AMSTERDAM, Netherlands, Malaysia Airlines reached a settlement agreement with the relatives of most victims who died on Flight MH17 on Sunday, the second anniversary of the crash.


The airline has agreed to pay damages of up to $145,000 to victims’ families as per the Montreal Convention, which regulates air travel. The second anniversary on Sunday was also the deadline for submitting damages claims but now that an agreement has been reached, the process for relatives has come to an end.

No further details will be released because both parties have agreed to secrecy, Veeru Mewa, the lawyer representing victims, said.

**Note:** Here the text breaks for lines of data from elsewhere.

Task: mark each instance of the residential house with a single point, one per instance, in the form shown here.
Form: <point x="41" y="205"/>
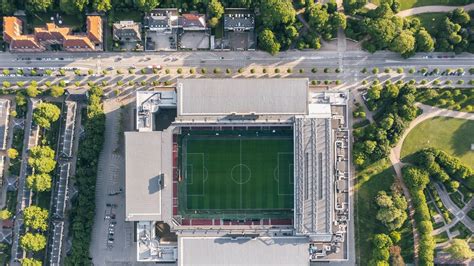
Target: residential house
<point x="239" y="30"/>
<point x="194" y="32"/>
<point x="161" y="29"/>
<point x="44" y="38"/>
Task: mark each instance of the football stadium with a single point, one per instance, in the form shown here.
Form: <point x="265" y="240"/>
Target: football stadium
<point x="222" y="167"/>
<point x="237" y="174"/>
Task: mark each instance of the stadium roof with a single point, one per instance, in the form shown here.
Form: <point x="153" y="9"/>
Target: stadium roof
<point x="259" y="251"/>
<point x="216" y="97"/>
<point x="147" y="160"/>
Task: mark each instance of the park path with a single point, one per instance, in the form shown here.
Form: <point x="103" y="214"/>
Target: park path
<point x="425" y="9"/>
<point x="432" y="9"/>
<point x="428" y="112"/>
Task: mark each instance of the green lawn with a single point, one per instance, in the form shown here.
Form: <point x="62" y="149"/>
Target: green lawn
<point x="453" y="99"/>
<point x="376" y="177"/>
<point x="238" y="173"/>
<point x="448" y="134"/>
<point x="441" y="238"/>
<point x="406" y="4"/>
<point x="430" y="20"/>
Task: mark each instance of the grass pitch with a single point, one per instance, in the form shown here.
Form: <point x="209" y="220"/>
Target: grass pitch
<point x="238" y="173"/>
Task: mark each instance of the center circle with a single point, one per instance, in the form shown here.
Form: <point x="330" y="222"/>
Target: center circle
<point x="240" y="174"/>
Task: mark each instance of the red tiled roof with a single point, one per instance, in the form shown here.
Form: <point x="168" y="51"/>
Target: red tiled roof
<point x="78" y="42"/>
<point x="94" y="29"/>
<point x="51" y="32"/>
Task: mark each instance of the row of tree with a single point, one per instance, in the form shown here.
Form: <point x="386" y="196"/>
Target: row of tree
<point x="394" y="107"/>
<point x="279" y="28"/>
<point x="416" y="180"/>
<point x="391" y="213"/>
<point x="381" y="29"/>
<point x="454" y="33"/>
<point x="34" y="240"/>
<point x="445" y="168"/>
<point x="85" y="179"/>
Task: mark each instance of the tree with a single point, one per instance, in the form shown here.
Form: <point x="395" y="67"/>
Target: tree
<point x="102" y="5"/>
<point x="46" y="113"/>
<point x="268" y="42"/>
<point x="424" y="41"/>
<point x="32" y="91"/>
<point x="36" y="218"/>
<point x="215" y="9"/>
<point x="395" y="236"/>
<point x="146" y="5"/>
<point x="39" y="182"/>
<point x="460" y="250"/>
<point x="404" y="43"/>
<point x="56" y="91"/>
<point x="460" y="16"/>
<point x="38" y="5"/>
<point x="277" y="12"/>
<point x="30" y="262"/>
<point x="33" y="242"/>
<point x="12" y="153"/>
<point x="415" y="177"/>
<point x="351" y="6"/>
<point x="5" y="214"/>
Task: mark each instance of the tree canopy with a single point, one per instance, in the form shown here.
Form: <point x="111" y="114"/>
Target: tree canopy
<point x="268" y="42"/>
<point x="38" y="5"/>
<point x="460" y="250"/>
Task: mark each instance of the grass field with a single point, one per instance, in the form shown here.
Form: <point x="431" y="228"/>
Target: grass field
<point x="430" y="21"/>
<point x="237" y="174"/>
<point x="406" y="4"/>
<point x="453" y="99"/>
<point x="449" y="134"/>
<point x="376" y="177"/>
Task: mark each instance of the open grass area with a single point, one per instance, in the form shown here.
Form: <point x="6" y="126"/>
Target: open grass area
<point x="238" y="174"/>
<point x="430" y="21"/>
<point x="376" y="177"/>
<point x="453" y="99"/>
<point x="451" y="135"/>
<point x="407" y="4"/>
<point x="464" y="232"/>
<point x="441" y="238"/>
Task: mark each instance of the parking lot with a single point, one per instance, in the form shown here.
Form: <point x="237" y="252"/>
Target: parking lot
<point x="160" y="41"/>
<point x="194" y="40"/>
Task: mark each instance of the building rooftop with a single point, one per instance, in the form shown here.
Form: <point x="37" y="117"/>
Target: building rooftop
<point x="193" y="21"/>
<point x="52" y="33"/>
<point x="165" y="18"/>
<point x="216" y="97"/>
<point x="239" y="21"/>
<point x="148" y="164"/>
<point x="127" y="30"/>
<point x="246" y="251"/>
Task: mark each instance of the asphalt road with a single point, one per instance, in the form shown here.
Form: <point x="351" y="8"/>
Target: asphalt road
<point x="350" y="60"/>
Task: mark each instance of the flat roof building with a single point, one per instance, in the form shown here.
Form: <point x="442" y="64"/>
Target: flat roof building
<point x="316" y="226"/>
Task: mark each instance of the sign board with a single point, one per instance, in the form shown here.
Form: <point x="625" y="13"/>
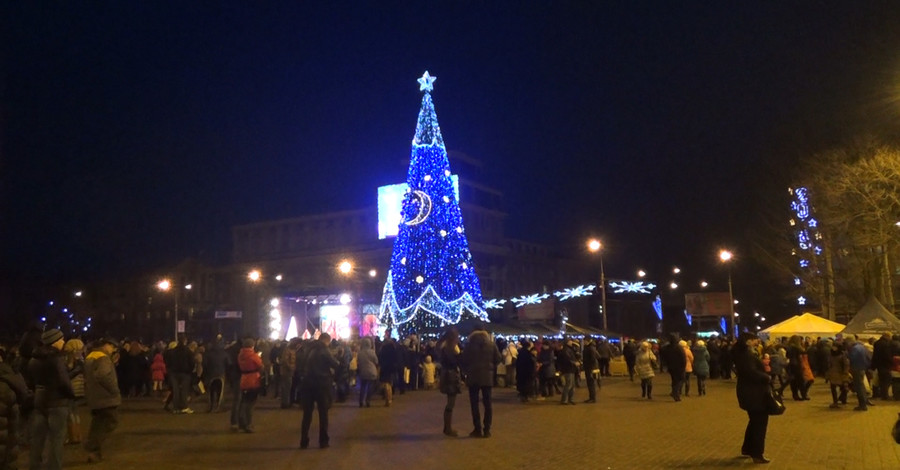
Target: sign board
<point x="708" y="304"/>
<point x="228" y="314"/>
<point x="540" y="311"/>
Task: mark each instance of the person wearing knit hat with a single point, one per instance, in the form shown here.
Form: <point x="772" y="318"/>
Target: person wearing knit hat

In October, the Dutch Safety Board said MH17 was destroyed by a Russian missile fired from territory held by pro-Russian rebels amid the conflict between Russia and Ukraine over Crimea. The board had been investigating the crash of the Boeing 777 since the aircraft went down in Donetsk Oblast, Ukraine, on July 17, 2014, killing all 298 people on board.

Most victims were Dutch. A memorial service was held on Sunday near Amsterdam.

The plane was hit by a Russian-made 9M38 Buk missile, Dutch investigators concluded. The missile hit the front left part of the plane, which broke off entirely. The Dutch board said airspace over the area should have been closed.

While the Dutch report confirms that MH17 was downed by a missile — a theory investigators believed possible from the start — it does not address who was responsible for firing the missile.

In January, Russia accused the Dutch Safety Board of incorrectly determining the possible launch site area of the missile that destroyed Flight 17.